CAFA: Class-Aware Feature Alignment for Test-Time Adaptation
- URL: http://arxiv.org/abs/2206.00205v3
- Date: Mon, 4 Sep 2023 02:55:32 GMT
- Title: CAFA: Class-Aware Feature Alignment for Test-Time Adaptation
- Authors: Sanghun Jung, Jungsoo Lee, Nanhee Kim, Amirreza Shaban, Byron Boots,
Jaegul Choo
- Abstract summary: Test-time adaptation (TTA) aims to address this challenge by adapting a model to unlabeled data at test time.
We propose a simple yet effective feature alignment loss, termed as Class-Aware Feature Alignment (CAFA), which simultaneously encourages a model to learn target representations in a class-discriminative manner.

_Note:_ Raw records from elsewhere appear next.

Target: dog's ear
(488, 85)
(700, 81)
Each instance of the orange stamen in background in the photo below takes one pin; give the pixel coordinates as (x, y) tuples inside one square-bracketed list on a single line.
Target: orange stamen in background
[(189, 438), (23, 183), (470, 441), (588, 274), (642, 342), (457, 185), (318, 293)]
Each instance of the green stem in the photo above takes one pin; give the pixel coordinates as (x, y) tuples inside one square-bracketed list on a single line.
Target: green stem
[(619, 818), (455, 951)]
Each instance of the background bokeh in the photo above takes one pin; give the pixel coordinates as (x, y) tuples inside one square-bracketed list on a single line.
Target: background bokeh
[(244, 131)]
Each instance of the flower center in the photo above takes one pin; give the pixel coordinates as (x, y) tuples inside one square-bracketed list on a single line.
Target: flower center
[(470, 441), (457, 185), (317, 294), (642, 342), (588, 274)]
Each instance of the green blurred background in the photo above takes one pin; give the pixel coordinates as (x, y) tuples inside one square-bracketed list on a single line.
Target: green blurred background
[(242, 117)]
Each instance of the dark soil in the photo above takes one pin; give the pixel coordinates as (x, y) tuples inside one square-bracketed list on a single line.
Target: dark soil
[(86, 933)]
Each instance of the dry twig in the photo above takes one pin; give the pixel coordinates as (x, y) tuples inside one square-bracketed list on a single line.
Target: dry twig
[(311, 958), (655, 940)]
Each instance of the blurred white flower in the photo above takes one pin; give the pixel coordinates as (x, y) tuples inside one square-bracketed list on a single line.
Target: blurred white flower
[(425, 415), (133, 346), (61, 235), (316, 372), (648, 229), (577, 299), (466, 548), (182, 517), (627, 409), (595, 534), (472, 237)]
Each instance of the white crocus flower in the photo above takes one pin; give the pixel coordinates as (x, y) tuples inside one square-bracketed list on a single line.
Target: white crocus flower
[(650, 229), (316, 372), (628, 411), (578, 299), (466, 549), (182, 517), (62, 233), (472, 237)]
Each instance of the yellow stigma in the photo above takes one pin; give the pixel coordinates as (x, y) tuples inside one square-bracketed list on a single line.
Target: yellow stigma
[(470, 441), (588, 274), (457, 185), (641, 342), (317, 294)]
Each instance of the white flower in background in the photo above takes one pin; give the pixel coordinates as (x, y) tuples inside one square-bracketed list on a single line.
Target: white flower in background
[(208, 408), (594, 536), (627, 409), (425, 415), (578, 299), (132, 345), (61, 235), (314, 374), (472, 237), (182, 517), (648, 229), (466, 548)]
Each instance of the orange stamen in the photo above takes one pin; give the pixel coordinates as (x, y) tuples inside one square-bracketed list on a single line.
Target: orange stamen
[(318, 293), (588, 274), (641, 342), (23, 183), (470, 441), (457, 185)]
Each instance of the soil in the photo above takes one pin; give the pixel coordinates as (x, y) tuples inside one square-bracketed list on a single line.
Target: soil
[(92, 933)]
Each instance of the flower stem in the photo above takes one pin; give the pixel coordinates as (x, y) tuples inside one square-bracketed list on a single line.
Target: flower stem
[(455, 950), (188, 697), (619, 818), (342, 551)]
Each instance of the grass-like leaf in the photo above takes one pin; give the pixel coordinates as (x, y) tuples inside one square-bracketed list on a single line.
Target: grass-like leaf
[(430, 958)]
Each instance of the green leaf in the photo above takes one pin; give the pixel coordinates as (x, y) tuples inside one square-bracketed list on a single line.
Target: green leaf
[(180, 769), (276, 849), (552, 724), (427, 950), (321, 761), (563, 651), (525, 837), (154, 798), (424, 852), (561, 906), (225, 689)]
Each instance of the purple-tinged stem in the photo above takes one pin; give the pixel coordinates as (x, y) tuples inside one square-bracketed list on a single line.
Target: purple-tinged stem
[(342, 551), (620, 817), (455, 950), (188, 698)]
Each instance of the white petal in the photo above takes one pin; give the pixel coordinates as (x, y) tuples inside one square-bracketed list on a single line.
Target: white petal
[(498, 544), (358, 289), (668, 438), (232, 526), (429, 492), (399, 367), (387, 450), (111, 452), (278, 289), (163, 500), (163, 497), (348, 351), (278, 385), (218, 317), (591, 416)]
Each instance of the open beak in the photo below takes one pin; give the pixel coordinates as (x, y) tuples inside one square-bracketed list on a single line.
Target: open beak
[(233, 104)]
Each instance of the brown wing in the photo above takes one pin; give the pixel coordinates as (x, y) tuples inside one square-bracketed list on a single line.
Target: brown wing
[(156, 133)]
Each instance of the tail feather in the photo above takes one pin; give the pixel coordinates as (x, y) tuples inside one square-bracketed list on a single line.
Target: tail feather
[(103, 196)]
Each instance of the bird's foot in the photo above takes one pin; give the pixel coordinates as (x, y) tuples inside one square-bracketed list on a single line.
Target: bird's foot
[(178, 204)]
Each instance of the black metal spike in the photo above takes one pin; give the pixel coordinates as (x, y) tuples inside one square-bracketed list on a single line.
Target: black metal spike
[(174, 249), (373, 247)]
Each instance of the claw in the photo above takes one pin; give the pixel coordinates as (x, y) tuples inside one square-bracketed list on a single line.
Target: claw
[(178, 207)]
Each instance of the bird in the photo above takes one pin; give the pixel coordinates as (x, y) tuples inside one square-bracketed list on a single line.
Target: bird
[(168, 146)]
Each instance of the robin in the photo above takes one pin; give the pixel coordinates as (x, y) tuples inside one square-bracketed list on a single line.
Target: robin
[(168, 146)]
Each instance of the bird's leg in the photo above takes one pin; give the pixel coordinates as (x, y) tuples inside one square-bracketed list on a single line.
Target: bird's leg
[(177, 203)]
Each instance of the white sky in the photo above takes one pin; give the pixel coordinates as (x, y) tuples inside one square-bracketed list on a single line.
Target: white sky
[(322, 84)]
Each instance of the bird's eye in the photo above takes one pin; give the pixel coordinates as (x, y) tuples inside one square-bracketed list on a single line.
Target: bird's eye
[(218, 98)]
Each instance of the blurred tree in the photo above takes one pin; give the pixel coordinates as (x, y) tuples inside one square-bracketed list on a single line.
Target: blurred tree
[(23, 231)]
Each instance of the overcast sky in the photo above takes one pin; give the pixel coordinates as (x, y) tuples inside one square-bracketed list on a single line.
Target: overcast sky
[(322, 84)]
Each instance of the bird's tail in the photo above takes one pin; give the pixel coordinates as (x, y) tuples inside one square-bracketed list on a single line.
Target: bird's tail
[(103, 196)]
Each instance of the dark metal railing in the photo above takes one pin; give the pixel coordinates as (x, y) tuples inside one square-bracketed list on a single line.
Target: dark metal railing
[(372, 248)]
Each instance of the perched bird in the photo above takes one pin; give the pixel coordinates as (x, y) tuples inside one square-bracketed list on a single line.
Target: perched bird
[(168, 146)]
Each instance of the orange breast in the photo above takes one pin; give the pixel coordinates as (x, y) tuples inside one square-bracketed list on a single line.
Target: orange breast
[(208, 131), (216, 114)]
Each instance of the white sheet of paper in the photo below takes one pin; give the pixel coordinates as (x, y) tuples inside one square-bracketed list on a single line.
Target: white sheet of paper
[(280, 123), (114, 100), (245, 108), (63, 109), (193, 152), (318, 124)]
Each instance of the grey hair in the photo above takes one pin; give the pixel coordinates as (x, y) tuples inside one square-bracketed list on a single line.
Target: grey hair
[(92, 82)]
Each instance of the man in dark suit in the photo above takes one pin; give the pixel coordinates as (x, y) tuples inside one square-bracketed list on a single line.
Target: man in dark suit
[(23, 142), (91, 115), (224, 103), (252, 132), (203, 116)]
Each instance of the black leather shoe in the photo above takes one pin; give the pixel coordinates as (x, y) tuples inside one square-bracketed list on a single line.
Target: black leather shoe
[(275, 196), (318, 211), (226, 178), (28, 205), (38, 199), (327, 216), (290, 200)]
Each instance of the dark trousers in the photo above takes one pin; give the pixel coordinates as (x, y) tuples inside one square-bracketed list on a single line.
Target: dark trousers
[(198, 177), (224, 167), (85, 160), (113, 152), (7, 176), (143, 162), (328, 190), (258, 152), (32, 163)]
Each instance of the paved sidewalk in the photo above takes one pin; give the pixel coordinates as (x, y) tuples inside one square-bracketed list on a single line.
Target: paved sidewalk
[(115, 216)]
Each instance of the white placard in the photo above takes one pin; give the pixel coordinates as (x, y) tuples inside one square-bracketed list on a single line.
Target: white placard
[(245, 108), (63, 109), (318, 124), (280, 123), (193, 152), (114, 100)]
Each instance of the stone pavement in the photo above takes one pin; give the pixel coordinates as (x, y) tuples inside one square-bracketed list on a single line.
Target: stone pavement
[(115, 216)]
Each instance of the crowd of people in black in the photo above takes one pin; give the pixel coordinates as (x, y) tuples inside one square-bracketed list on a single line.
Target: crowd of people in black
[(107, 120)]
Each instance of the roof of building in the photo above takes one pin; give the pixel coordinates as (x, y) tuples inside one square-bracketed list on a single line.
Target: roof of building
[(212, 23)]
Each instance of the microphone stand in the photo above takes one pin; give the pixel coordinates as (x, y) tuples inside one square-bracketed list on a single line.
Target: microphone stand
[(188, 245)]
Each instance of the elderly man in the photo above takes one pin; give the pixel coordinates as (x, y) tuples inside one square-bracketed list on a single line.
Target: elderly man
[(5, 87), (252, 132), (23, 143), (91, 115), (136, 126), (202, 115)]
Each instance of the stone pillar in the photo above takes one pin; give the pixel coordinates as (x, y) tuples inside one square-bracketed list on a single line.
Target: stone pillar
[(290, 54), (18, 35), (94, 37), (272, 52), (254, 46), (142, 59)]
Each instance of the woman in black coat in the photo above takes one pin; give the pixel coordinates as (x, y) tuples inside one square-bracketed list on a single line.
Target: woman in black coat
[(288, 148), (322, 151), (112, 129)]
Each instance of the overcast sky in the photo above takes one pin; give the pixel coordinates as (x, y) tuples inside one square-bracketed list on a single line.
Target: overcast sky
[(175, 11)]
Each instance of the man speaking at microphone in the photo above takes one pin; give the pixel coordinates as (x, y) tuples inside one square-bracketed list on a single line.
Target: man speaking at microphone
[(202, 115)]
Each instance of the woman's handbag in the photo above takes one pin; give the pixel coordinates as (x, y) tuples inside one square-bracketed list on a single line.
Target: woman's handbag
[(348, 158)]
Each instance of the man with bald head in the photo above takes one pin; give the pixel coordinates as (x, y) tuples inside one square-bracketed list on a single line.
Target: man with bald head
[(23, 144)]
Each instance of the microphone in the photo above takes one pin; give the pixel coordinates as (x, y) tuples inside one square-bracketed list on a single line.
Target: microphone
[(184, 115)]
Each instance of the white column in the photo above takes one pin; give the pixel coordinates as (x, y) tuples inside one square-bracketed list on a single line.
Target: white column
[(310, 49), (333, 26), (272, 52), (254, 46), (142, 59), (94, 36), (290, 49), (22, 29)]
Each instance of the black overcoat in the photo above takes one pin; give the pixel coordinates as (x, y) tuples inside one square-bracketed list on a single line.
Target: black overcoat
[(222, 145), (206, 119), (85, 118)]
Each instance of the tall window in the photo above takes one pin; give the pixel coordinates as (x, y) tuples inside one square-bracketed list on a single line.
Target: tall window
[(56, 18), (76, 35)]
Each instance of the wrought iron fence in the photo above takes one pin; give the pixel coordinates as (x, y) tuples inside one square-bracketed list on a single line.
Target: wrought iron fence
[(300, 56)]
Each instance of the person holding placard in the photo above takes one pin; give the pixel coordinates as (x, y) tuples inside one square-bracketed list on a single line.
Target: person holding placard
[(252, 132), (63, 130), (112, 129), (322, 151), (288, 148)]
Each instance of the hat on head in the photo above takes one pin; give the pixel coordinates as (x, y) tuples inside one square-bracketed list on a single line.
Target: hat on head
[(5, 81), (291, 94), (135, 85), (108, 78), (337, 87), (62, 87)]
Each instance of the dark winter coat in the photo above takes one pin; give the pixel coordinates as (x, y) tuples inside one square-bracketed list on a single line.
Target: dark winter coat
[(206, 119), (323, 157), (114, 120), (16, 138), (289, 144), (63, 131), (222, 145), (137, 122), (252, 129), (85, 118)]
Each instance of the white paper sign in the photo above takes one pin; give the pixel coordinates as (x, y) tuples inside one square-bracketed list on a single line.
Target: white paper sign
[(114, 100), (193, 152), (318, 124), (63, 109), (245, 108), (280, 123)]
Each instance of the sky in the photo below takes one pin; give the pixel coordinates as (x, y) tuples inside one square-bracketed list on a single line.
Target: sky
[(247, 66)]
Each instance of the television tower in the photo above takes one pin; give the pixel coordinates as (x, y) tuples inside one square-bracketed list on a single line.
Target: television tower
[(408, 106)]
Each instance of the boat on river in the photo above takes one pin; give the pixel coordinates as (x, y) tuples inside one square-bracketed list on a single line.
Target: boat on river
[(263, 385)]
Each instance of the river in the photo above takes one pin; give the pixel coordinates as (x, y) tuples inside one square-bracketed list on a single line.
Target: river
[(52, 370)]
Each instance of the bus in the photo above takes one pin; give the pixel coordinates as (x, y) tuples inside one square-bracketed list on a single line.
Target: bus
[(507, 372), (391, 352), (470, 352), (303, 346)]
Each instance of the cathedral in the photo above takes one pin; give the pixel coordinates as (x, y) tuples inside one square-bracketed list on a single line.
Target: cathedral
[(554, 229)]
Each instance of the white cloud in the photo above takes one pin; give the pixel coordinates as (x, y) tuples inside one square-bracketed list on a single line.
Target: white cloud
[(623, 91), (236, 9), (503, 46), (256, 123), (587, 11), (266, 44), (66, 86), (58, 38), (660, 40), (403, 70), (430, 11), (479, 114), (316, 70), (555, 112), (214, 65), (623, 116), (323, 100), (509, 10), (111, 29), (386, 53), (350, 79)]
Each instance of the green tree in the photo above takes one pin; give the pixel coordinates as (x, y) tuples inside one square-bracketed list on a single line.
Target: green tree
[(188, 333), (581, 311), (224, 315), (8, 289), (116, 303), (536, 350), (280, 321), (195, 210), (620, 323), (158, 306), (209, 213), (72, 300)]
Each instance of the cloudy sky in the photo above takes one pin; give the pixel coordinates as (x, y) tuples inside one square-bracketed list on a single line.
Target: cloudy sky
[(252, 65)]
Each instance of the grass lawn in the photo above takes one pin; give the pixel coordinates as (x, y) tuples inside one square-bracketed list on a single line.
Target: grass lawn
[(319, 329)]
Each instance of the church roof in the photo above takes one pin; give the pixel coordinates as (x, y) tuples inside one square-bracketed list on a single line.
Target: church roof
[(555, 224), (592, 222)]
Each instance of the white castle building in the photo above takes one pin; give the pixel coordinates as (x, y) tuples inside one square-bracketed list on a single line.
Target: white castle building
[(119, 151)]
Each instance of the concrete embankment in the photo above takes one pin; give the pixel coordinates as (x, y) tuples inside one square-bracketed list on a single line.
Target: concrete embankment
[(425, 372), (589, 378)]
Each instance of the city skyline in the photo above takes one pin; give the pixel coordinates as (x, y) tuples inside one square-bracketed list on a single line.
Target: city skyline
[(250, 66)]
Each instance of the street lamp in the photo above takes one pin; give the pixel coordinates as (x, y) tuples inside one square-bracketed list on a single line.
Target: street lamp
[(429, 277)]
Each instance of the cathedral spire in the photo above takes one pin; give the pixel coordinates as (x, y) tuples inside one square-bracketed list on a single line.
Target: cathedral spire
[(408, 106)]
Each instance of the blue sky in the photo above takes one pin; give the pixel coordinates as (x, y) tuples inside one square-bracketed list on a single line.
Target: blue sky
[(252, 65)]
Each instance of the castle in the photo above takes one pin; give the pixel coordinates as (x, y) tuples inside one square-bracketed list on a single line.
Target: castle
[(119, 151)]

- Score: 50.26963784271912
- License: http://creativecommons.org/licenses/by/4.0/
- Abstract: Despite recent advancements in deep learning, deep neural networks continue
to suffer from performance degradation when applied to new data that differs
from training data. Test-time adaptation (TTA) aims to address this challenge
by adapting a model to unlabeled data at test time. TTA can be applied to
pretrained networks without modifying their training procedures, enabling them
to utilize a well-formed source distribution for adaptation. One possible
approach is to align the representation space of test samples to the source
distribution (\textit{i.e.,} feature alignment). However, performing feature
alignment in TTA is especially challenging in that access to labeled source
data is restricted during adaptation. That is, a model does not have a chance
to learn test data in a class-discriminative manner, which was feasible in
other adaptation tasks (\textit{e.g.,} unsupervised domain adaptation) via
supervised losses on the source data. Based on this observation, we propose a
simple yet effective feature alignment loss, termed as Class-Aware Feature
Alignment (CAFA), which simultaneously 1) encourages a model to learn target
representations in a class-discriminative manner and 2) effectively mitigates
the distribution shifts at test time. Our method does not require any
hyper-parameters or additional losses, which are required in previous
approaches. We conduct extensive experiments on 6 different datasets and show
our proposed method consistently outperforms existing baselines.